A Beth Roble tinha uma frase que o Casca, meu companheiro sambista de São Mateus, me falou uma vez e que eu nunca esqueci. A Beth dizia, disse na boca pequena ali no convívio com os amigos, que ela não tinha incerteza que a grande revolução do país poderia ser feita através do samba.
Hoje a gente tem escoltado uma efervescência das rodas de samba novamente, não que elas não acontecessem durante um tempo. Em São Paulo as comunidades de samba mostram isso, uma vez que esse é um movimento estável. Porque quem é de samba não é de um território músico especificamente, mas é uma outra construção, é uma construção moral.
Você participar, por exemplo, de uma roda de samba, sobretudo nas comunidades de vários amigos que eu vejo em São Paulo, faz secção de uma construção de cidadania, está em um outro lugar. A valia está muito além de uma questão meramente músico ou de gênero, uma vez que se toca, quais são os instrumentos, e isso, no fundo, sejam bons argumentos para reunir. A música é um argumento, mas essa música que se faz tem camadas de convívio, de relação, de solidariedade. Isso é muito importante no samba.
Se a gente pega o período da pandemia, eu me lembro muito de um dos dias em que o Chapinha do Samba da Vela, que é um companheiro e um dos fundadores da Vela, me escreveu e falou: “Pretona, olha só, a gente está arrecadando cá para a comunidade material de limpeza, roupa, se você puder ajudar”.
E eu me lembro que fui levar uma caixa e, quando fui levar, tinha toda uma organização ali, porque a gente estava na pandemia, ninguém podia chegar perto, se conversar, todo mundo de máscara. As pessoas que eram do Samba da Vela estavam ajudando, organizaram de uma forma que você deixava a sua doação e tinham outras pessoas que vinham buscar e outras pessoas limpavam. Isso é revolucionário.
Eu acho que a gente que é de classe média precisa aprender muito com as pessoas do samba, precisa aprender muito com as comunidades, com os quilombolas. Precisa aprender dentro do terreiro, porque o estágio, a matriz, o fundamento, a semente do samba é o candomblé.
Eu sou uma mulher de candomblé, de terreiro, assim. Quando eu vou para o meu terreiro, que fica em Recife, e a comunidade a qual eu faço secção, é uma comunidade humilde, eu repenso um pouco a minha vida, sabe? Eu repenso as minhas, os dias em que eu congraçamento reclamando e lembro de uma vez que aquelas pessoas dividem o que elas têm uma vez que para outras, uma vez que aquelas pessoas se sentem iguais às outras pessoas. E eu acho que a gente perdeu essa capacidade.
Eu fico pensando essas coisas, eu acho que realmente é revolucionário. E tem muitas coisas acontecendo o próprio MST, o movimento de moradia, o que é isso senão as pessoas efetivamente olharem para a urgência umas das outras e falar “sozinho a gente não chega, mas junto a gente vai longe”.
Acho que o samba, nesse sentido, ensina também sobre caminhar junto de forma muito revolucionária, porque muda, transforma.

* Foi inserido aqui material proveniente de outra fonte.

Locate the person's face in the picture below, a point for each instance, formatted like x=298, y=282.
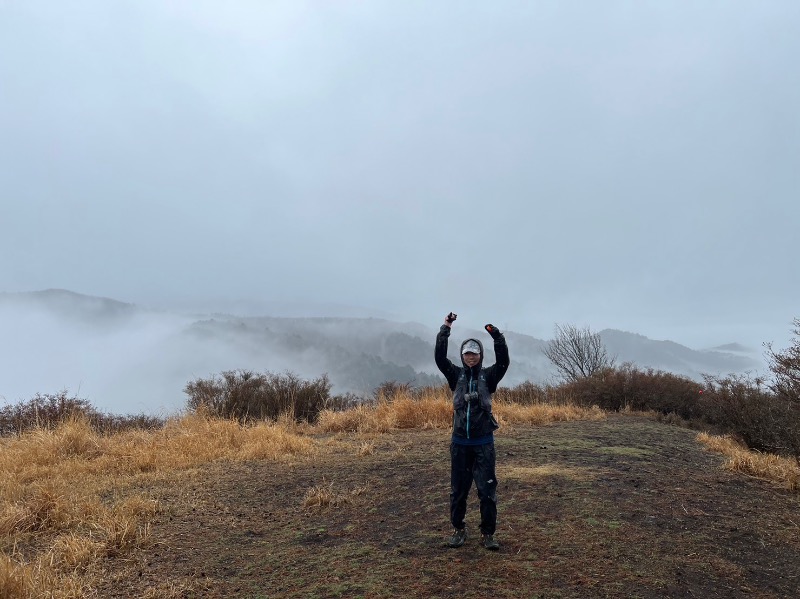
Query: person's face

Você é mestra pela PUC e agora é doutoranda de música na Unicamp. Uma vez que o samba se une à ateneu? Uma vez que funciona esse movimento acadêmico?
Eu acho que a gente tem côncavo um espaço dentro da ateneu nos últimos 20 anos, sobretudo com a Lei das Cotas, que talvez seja dos projetos mais importantes que o Brasil teve nos últimos 50 anos, na minha opinião. Porque é isso que, talvez daqui a 40, a gente vai poder olhar com um pouco mais de intervalo e falar assim uma vez que foi importante. Olha uma vez que o Brasil foi redescoberto. Eu acho que esse é o nosso papel enquanto pesquisadores negros, negros, negres, indígenas.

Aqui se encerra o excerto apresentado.